Extensive changes to Figure 4 have been made in response to this comment and that of Reviewer 1, who wanted these values in the figures: Reviewer-1 points (6) and (12).

(5) In Figure 5, the fold changes in panels G, H, and I could better be presented as a bar graph. Also, the cytotoxicity of ligands needs to be assessed. For instance, in BE1218, there is a sharp decrease in fold change going from ~1 uM to ~10 uM. This will also confirm if the downward trends for SR9238 and GSK2033 are "real" and not as a result of cells dying off at higher ligand concentrations.

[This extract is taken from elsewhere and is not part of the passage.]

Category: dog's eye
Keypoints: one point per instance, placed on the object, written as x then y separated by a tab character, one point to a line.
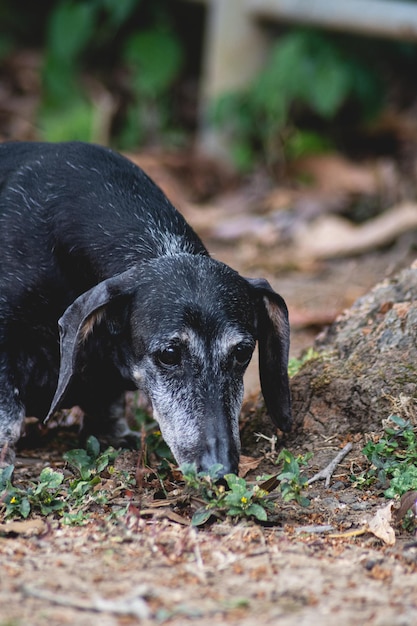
242	354
169	356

Across our many studies on potent NR ligands, at concentrations above 3 uM, cell growth inhibition is observed. This is true for ER ligands, such as tamoxifen, with explanations in the literature including membrane disruption and low-affinity cytoplasmic binding proteins. We include cell viability measurements in Supplemental as a specific response to the reviewer’s query. There is no loss of cell viability in HepG2 cells.

(6) Several ligands induce recruitment of coactivators but with minimal ability to displace corepressors. Physiologically, what would be the expected effect of these ligands on LXR activity?\

We have defined such ligands from pCRT analysis as weak agonists (WA); however, pCRT shows WA ligands induce corepressor loss in the presence of coactivator. Depending on coregulator balance and isoform expression and the importance of the derepression mechanism in a specific cell context, WA ligands might be expected to be differentiated from SA (strong agonist) ligands.

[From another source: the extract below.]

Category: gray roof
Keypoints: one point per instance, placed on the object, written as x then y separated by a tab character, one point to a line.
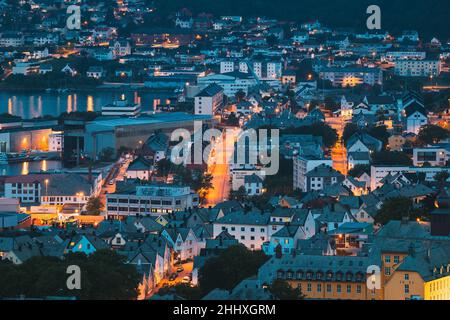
241	218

(7) In the subsection, "synchronous coregulator recruitment by multiplex, precision CRT" you mentioned that "For LXRbeta, the correlation between SRC1 recruitment in monoplex and multiplexed CRT is good," but the data is not shown. I think it would be better to show this data for transparency.

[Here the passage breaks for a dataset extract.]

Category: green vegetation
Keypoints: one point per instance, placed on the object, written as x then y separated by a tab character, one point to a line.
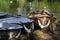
6	6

See query (4) and Reviewer-1. Done.

(8) In Figure 9, Panel A, the heat map is quantitated as 0-150. Is this fold change? If so, add this label to the figure legend.

It is Normalized Response as %, which is now added.

(9) In Figure 9, Panel B, please explain why in all cases, CoA-bound LXR resides at a higher energy level than the CoR-bound, and the apo LXR is at a lower energy level than the CoA-bound protein. A coregulator-bound (holo) protein structure is generally a lower energy (more stable) structure than the unbound (apo) protein. The binding of a coregulator stabilizes the protein's conformation and shifts the equilibrium towards a more thermodynamically favorable state. Using the same argument, it does not make sense to me that the CoR-bound LXR is on the same energy level as the apo LXR.

This schema reflects our observations in pCRT. No signal was observed for coactivator-bound (holo) protein in the absence of ligand; whereas, a signal was observed for corepressor-bound (holo) protein in the absence of ligand. Therefore, the CoA-bound LXR is higher energy than apo-LXR (+ unbound CoA). Conversely, the signal for CoR-bound LXR can be reduced or increased by ligands, requiring the CoA-bound LXR to be of similar energy to apo-LXR (+ unbound CoR).

(10) In the Figure 9b caption, "measured at 1uM" pertains to the concentration of ligand or coregulator? This is unclear. You should report the concentration of both ligand and coregulator.

Clarified in caption.

(11) In Figure S4, signal for SR9238 shoot up to ~300 units for ligand concentrations >3 uM. Please explain what could have contributed to this anomalous activation and why this was moved to the Supplementary File and not shown in the main figure (Figure 5).

The HepG2-SRE assay is a nano-luc reporter assay, unlike the CCF-ABCA1 that is a firefly luciferase assay. There is substantial anecdotal evidence that furimazine/nano-luc is susceptible to stabilization enhancement. The RT-PCR data presented in Fig. 5 confirms that this is an artifact for some biphenyl sulfones.